926.25 * .02 = 18.5 ink cost per side which is also not correct. I am confused.


----------



## JYA (Jun 2, 2008)

You are correct with your math here.

Consequently, with a wide format printer, you're looking at ink AND paper costs of approximately 30 cents per square foot (144si in 1sf).

Therefore, 926.25si divided by 144 is 6.43sf x $0.30 = $1.929. Possibly cheaper once the RIP looks at your graphic and calculates the ink exactly.


----------



## jrenteria1234 (Jan 3, 2015)

How did you calculate the paper cost? 

Price $115 a roll of 275

around 3 feet per shirt sideways?

Thats =275/3 = 91.6 shirts can be printed

=115/91.6 = $1.25 for the paper

= Double sided image is $2.50 just on paper without ink?


----------



## JYA (Jun 2, 2008)

Cost I posted above is a one side approximate. My actual paper cost is 8 cents/sf on a nearly 500ft roll. 

Cost is figured out by taking length of roll in feet, multiplying that by 12 (inches), and then multiplying that by the width of the paper. Divide that number by 144 and that's the total square feet on the roll.

Take the cost of the roll, divided by the square footage of the roll, and there's the cost per square foot.

We do cut and sew (no pre-sews here) and average $1.25-1.50 per side plus one sleeve, so say $3 all in on ink and paper.


----------



## jrenteria1234 (Jan 3, 2015)

Could you tell me which paper is that? and where do you buy it plus the ink that you use? and ML you buy? 

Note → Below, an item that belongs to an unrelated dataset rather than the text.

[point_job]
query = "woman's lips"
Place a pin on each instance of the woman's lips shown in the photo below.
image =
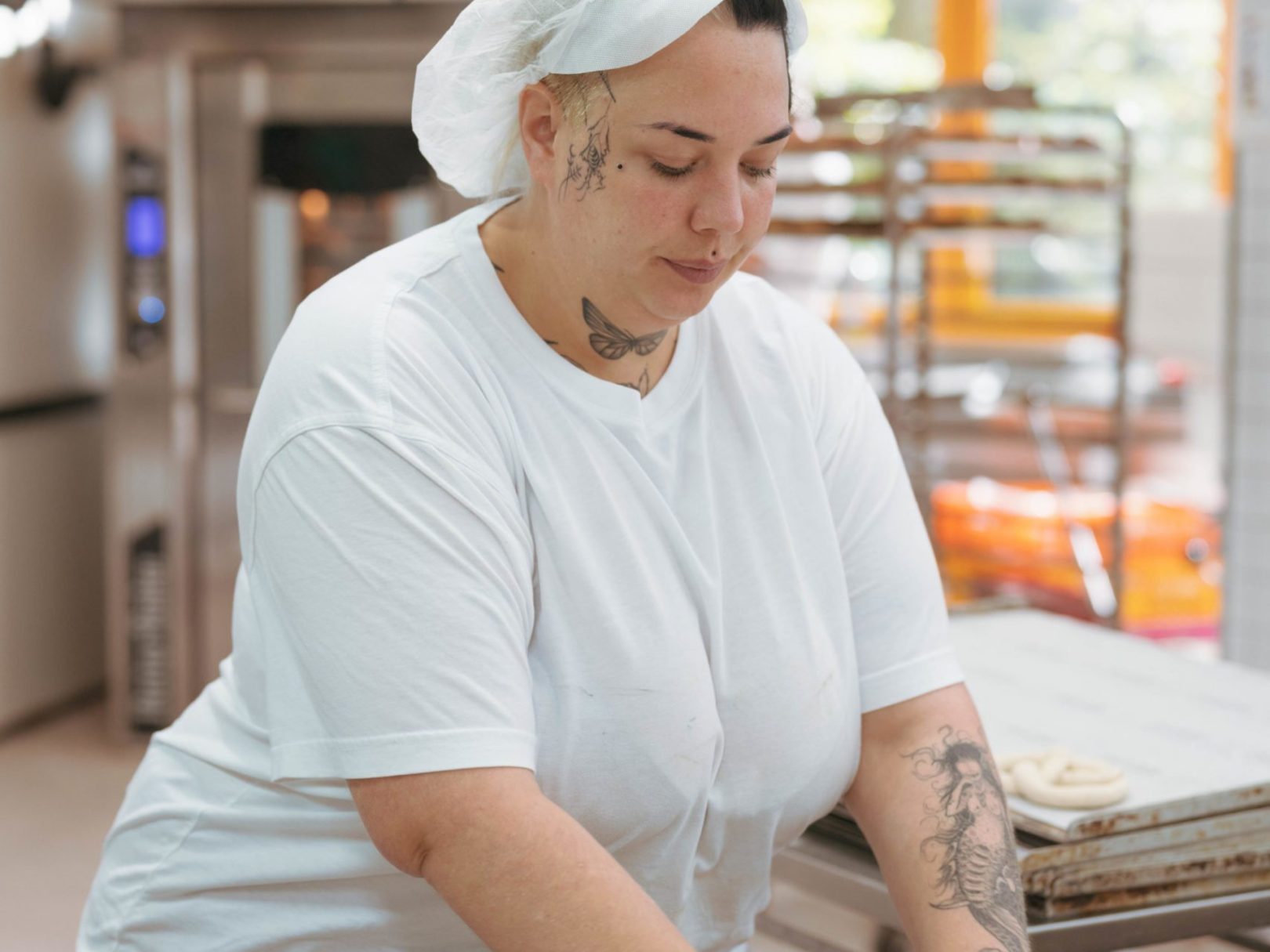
(696, 272)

lol.. feels like an interrogation.. I am just so confused. I just heard back from sawgrass saying it was 3.5 per side but I want to understand the calculations to make sure..


----------



## JYA (Jun 2, 2008)

We use Beaver Tacky Paper rolls, both 44" and 60" x approximately 500ft.

Our ink is J-Teck (1L bottles) and we purchase our product from Kim and Matt at Advanced Color Solutions out of Riverside, California.


----------



## jrenteria1234 (Jan 3, 2015)

Thank you so much for your help. You really cleared everything up. I was going crazy.


----------



## JYA (Jun 2, 2008)

jrenteria1234 said:


> Thank you so much for your help. You really cleared everything up. I was going crazy.


It won't be the first time you go crazy in this business. TRUST ME!


----------



## jrenteria1234 (Jan 3, 2015)

haha I cant wait lol.


----------